While Jordan has performed on stages such as the Kennedy Center, Jazz at Lincoln Center, the NBA All-Star Game, Chicago’s Harris Theater, the Marians Jazzroom in Bern, Switzerland and even the “Big Screen,” Jordan adds “singing to Stevie Wonder will be a special honor. A few years back Stevie Wonder and I appeared on the front page of our local newspaper on the same day, but now this is beyond belief.”
Hosted by FOX New Anchor Arthel Neville, the Gala takes place on Saturday, July 28 from 7:00 – 10:00 PM at the Morial Convention Center and is the culminating activity for a week of events.
Jordan and Marsalis performed together this past April 30 at the first annual International Jazz Day from New Orleans' Congo Square at Louis Armstrong Park. Celebrated by millions worldwide, the all-star sunrise concert led by UNESCO Goodwill Ambassador Herbie Hancock was broadcast live on CBS Morning News, and video streamed live at Jazz Day and Thelonious Monk Institute of Jazz. Jordan served as a replacement for Grammy Award-winner Dianne Reeves.
Marsalis is regarded by many as the premier modern jazz pianist in New Orleans. In 2011, Marsalis and his family; sons Branford, Wynton, Delfeayo, and Jason Marsalis were awarded the highest honor in Jazz, NEA Jazz Masters, the first group award ever distributed by the National Endowment for the Arts. Marsalis continues to be active as a performing pianist leading, and occasionally touring, his own quartet. He has several recordings on the CBS-SONY label and currently releases recordings on his own recording label, ELM RECORDS, developed with his wife Dolores and son Jason.
Jordan, whom critics have placed in the company of Nancy Wilson and Diana Krall, began to receive noted prominence following the national televised Jazz at Lincoln Center concert for victims of Hurricane Katrina. She recently released a self-produced debut CD on her Vige Music label; the “Stephanie Jordan Sings a Tribute to the Fabulous Lena Horne; Yesterday When I Was Young” album honors the legendary Grammy Award winner who starred in many films and whose one-woman show, Lena Horne: The Lady and Her Music (1981), was hailed as her masterpiece.

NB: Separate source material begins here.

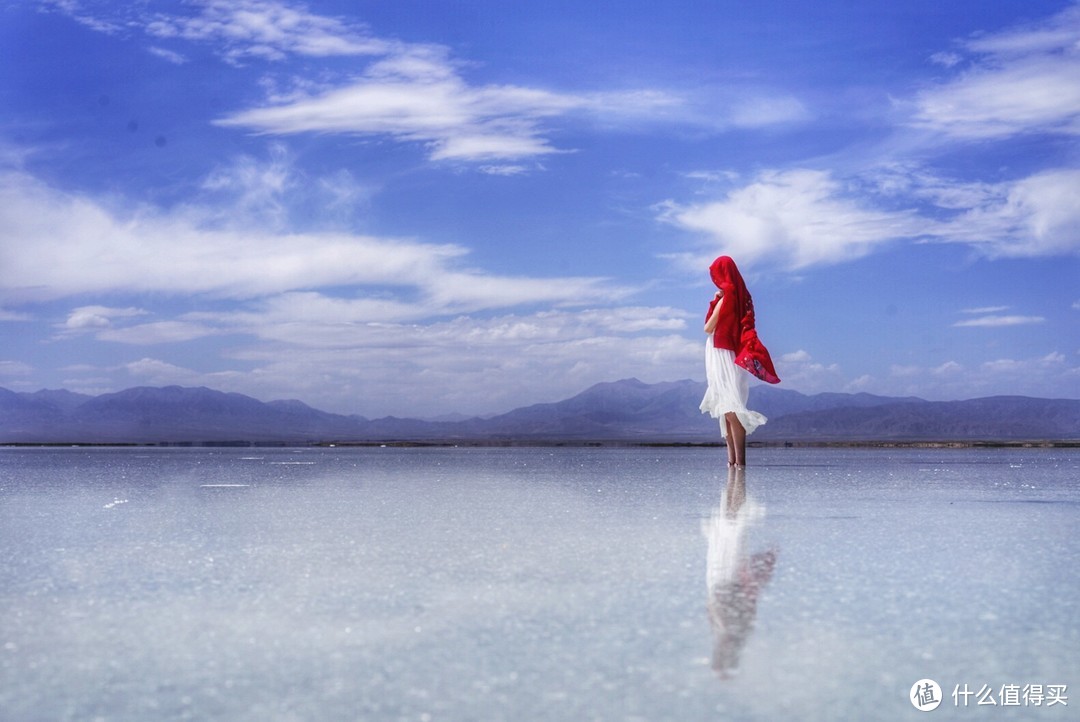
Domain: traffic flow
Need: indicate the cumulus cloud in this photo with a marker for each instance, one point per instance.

No stranger to being requested to perform special dedications, Jordan was invited to sing at the private celebration ‘Oprah Winfrey and Friends of Susan Taylor’ in honor of Susan Taylor's 37 years of service to Essence magazine. Jordan sang Susan’s favorite jazz tune; Here’s to Life by Shirley Horn.
Jordan’s capacity-filled concert with the Chicago Jazz Ensemble at the Harris Theater where she served as a late minute replacement for Grammy Award-winning singer Ledisi led Chicago Tribune’s leading art critic Howard Reich to proclaim, “The woman can sing and indisputably knows how to reach out across the footlights . . . Jordan showed ample voice, bringing heft to music of the Gershwins and Cole Porter without pushing volume levels. Clearly she values plush sound and knows how to produce it.”
Jordan is the fifth performer to emerge from a family of New Orleans bred musicians. As the daughter of saxophonist Sir Edward "Kidd" Jordan, Stephanie's musical roots run deep. Her siblings include flutist Kent, trumpeter Marlon, and classical violinist Rachel Jordan.
For three and a half days the Urban League presented “Occupy the Vote: Employment & Education Empower the Nation,” the clarion call for all conference participants to be informed and deeply engaged in various elements of economic empowerment. The conference presented unique opportunities for attendees to experience the invaluable perspectives of business, political, and community leaders working towards the achievement of true and lasting prosperity.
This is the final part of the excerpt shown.